Panama: The Prospect of More Business for American Manufacturers

By April 3, 2007Trade

The President has notified Congress that he intends to sign a free trade agreement (FTA) with Panama. This is good news for America’s manufacturers, as the more trade agreements we have, the more markets we open for US-made goods. Exports are growing much faster than imports in part because we are opening new markets through trade deals.

Recall that in only one year after CAFTA, we went from a $1 billion trade deficit with CAFTA countries to a $1 billion trade surplus. Doesn’t take a trade expert to figure out that CAFTA opened markets, helped drive exports to those countries.

Here’s a link to our press release, hailing this most recent good news. You’ll see our new trade policy director Doug Goudie quoted as saying that our trade with FTA countries accounts for half of our overall trade but only six percent of our trade deficit. Let’s hope we have more FTA’s.

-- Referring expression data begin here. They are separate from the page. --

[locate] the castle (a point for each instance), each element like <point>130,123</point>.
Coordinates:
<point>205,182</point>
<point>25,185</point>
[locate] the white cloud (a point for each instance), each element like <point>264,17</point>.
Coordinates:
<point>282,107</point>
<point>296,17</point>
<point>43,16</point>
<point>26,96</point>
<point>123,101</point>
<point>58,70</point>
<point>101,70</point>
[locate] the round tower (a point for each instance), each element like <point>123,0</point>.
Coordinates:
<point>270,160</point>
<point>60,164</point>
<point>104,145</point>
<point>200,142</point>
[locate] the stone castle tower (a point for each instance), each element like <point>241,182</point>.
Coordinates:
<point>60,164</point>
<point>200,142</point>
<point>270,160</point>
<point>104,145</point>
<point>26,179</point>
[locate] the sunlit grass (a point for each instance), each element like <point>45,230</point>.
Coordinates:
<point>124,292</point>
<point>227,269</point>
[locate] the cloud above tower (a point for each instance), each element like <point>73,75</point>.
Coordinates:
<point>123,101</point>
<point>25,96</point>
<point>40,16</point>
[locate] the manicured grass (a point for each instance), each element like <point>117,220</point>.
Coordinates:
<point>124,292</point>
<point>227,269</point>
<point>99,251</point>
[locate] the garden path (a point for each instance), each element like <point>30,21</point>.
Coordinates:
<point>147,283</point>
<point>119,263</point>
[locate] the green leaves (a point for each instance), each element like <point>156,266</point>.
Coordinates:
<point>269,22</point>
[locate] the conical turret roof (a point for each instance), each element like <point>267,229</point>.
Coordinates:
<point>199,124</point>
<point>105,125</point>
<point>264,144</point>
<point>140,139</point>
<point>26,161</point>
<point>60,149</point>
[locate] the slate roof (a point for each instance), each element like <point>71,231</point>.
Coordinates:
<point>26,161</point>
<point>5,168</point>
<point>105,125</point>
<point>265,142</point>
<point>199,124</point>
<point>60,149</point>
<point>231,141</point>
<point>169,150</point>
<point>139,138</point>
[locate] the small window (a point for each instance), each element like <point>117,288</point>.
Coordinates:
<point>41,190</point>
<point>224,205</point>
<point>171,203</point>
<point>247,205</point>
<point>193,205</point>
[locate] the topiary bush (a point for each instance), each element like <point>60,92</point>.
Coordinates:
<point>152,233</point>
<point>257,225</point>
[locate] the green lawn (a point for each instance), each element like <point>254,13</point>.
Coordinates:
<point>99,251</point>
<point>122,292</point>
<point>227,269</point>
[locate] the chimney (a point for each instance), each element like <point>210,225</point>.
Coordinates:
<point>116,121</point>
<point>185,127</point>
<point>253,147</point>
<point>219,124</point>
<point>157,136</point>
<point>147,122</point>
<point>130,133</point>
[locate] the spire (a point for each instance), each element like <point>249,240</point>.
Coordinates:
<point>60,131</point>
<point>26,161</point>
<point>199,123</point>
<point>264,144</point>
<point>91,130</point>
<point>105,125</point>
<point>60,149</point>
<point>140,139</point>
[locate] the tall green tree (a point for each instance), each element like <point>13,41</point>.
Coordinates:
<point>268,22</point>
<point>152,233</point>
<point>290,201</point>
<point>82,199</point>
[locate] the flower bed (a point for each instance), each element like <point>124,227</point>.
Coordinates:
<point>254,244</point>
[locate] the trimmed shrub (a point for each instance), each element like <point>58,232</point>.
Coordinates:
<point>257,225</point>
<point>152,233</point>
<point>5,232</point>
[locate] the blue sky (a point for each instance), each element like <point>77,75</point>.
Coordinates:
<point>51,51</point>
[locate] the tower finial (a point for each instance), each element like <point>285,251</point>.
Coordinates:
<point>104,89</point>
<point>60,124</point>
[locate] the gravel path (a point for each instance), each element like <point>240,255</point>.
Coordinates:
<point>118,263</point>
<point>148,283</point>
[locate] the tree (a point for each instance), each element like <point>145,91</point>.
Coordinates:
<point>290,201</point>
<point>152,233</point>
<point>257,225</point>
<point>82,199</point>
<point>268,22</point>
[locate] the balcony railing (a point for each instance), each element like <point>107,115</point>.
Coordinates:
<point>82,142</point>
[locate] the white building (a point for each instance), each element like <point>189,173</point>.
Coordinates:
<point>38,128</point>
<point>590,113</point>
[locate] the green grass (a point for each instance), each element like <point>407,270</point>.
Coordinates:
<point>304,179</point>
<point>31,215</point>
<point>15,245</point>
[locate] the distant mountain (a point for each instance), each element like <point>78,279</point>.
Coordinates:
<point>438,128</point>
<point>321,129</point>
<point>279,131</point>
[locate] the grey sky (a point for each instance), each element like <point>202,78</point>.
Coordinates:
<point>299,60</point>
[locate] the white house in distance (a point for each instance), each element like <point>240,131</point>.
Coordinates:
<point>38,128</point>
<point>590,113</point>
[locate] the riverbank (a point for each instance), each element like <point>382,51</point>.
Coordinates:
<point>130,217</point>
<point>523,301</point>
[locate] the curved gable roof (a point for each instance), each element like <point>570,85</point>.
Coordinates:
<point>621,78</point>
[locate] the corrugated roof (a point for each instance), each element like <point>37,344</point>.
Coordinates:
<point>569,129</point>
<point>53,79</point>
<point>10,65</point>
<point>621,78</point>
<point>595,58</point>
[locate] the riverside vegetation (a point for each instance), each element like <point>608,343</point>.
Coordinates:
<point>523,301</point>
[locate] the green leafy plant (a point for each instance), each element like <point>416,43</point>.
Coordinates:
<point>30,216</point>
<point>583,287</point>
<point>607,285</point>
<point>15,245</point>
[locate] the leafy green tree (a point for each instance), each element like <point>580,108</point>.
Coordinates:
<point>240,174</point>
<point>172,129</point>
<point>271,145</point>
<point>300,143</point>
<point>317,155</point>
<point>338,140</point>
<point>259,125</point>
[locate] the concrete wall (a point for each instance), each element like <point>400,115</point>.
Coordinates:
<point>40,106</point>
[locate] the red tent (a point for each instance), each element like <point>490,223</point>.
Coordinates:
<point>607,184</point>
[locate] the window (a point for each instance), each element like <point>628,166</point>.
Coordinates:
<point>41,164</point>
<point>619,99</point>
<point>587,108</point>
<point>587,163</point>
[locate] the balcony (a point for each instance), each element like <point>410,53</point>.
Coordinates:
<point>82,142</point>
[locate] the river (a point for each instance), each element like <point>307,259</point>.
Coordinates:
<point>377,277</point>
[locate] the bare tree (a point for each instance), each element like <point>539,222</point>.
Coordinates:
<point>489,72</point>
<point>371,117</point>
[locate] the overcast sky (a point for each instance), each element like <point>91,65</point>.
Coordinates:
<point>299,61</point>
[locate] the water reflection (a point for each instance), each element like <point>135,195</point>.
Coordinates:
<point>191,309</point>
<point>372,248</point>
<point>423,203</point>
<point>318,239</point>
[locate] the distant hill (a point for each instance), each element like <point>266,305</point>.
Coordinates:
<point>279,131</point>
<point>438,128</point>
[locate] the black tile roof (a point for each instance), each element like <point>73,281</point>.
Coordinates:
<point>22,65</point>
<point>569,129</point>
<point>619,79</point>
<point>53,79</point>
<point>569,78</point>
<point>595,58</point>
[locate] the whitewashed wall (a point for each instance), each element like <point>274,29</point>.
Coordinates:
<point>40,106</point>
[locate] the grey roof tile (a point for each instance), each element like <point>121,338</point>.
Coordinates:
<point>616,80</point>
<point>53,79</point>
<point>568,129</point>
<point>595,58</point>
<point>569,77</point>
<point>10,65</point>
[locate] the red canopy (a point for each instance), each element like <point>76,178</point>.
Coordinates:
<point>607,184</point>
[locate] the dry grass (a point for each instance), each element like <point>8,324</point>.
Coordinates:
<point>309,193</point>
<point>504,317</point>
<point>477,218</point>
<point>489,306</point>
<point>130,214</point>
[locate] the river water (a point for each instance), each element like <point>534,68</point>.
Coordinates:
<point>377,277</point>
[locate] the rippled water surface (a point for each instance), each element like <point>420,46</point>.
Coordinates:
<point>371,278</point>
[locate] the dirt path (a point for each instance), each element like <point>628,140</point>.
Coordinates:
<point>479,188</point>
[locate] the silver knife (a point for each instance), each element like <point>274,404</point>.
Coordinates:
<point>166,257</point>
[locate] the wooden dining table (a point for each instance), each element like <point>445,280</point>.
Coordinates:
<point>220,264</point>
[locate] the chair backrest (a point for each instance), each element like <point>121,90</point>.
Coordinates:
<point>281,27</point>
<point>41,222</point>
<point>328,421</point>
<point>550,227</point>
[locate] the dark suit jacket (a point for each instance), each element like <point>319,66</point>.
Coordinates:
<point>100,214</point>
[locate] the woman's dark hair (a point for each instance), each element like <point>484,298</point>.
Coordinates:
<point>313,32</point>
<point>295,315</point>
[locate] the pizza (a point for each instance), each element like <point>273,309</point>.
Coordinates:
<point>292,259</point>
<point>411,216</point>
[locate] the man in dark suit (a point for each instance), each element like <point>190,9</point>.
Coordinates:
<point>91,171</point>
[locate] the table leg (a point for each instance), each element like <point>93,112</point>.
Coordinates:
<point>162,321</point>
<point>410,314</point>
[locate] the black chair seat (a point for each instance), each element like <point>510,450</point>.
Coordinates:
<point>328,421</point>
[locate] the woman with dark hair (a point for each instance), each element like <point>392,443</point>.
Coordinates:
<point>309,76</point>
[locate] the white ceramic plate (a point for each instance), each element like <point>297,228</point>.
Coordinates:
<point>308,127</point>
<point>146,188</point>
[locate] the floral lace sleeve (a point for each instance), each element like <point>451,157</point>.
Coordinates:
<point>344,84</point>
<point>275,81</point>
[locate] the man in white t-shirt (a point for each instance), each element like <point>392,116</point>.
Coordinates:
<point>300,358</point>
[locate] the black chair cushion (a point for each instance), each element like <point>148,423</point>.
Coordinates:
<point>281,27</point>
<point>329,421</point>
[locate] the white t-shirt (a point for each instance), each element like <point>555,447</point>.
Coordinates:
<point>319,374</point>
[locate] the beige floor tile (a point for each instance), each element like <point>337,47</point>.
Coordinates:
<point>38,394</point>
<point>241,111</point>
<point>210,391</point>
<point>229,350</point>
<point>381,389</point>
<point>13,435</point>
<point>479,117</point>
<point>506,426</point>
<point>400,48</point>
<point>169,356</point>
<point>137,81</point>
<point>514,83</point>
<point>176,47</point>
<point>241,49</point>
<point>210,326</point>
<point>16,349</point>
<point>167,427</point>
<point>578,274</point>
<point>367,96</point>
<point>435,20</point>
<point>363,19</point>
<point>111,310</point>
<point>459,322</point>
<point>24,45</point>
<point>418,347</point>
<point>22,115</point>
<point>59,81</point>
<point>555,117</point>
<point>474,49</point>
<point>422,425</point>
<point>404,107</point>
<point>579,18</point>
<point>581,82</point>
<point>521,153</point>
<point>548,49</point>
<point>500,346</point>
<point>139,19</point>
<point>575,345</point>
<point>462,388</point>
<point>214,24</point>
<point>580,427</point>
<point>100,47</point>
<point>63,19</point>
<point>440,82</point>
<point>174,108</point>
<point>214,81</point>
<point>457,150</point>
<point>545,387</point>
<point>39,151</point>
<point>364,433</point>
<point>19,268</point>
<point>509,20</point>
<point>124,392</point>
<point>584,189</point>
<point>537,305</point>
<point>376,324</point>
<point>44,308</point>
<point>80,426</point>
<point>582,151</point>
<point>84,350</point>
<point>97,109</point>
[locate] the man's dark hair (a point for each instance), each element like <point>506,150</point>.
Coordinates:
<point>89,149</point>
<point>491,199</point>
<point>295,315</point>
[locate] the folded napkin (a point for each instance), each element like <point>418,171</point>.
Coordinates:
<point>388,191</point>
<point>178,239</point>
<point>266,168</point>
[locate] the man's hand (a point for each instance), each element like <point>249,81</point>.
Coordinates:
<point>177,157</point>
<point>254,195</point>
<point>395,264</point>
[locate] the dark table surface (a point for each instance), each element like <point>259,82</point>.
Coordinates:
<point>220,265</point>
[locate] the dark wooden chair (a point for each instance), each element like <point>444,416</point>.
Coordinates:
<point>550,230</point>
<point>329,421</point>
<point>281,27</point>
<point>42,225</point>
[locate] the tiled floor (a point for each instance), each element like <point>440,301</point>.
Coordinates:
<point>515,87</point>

UPDATE (By Carter Wood, 9:40 a.m.): Want to help the economic revival of post-Katrina New Orleans? Support the U.S.-Panama FTA, allowing U.S. manufacturers and businesses to take full advantage of the $5.5 billion Panama Canal expansion. From Time Magazine:

The plan calls for adding a third set of locks, wide enough to serve the supersize, post-Panamax vessels–those carrying more than 5,000 20-ft.-long containers–that many consider the future of commercial-cargo shipping. The canal’s Old World competitor, Egypt’s Suez Canal, can already accommodate the bigger vessels. A resized Panama Canal could be a boon to U.S. ports on the Gulf and East coasts, which currently handle post-Panamax cargo directly to and from Asia only via the lengthier Suez route. Says Gary LaGrange, CEO of the Port of New Orleans: “This will be monumental for maritime trade on the Gulf Coast.”

Join the discussion One Comment

  • Joe Dragon says:

    Ah yes, another great trade deal where we are going to export billion of dollars worth of goods and services. It will be much like NAFTA. Let’s see if your predictions will be any better than the “Hufbauer-Schott team”. You remember them, right? The guys that made that little 5 or maybe 6 billion dollar “Mistake in judgment”.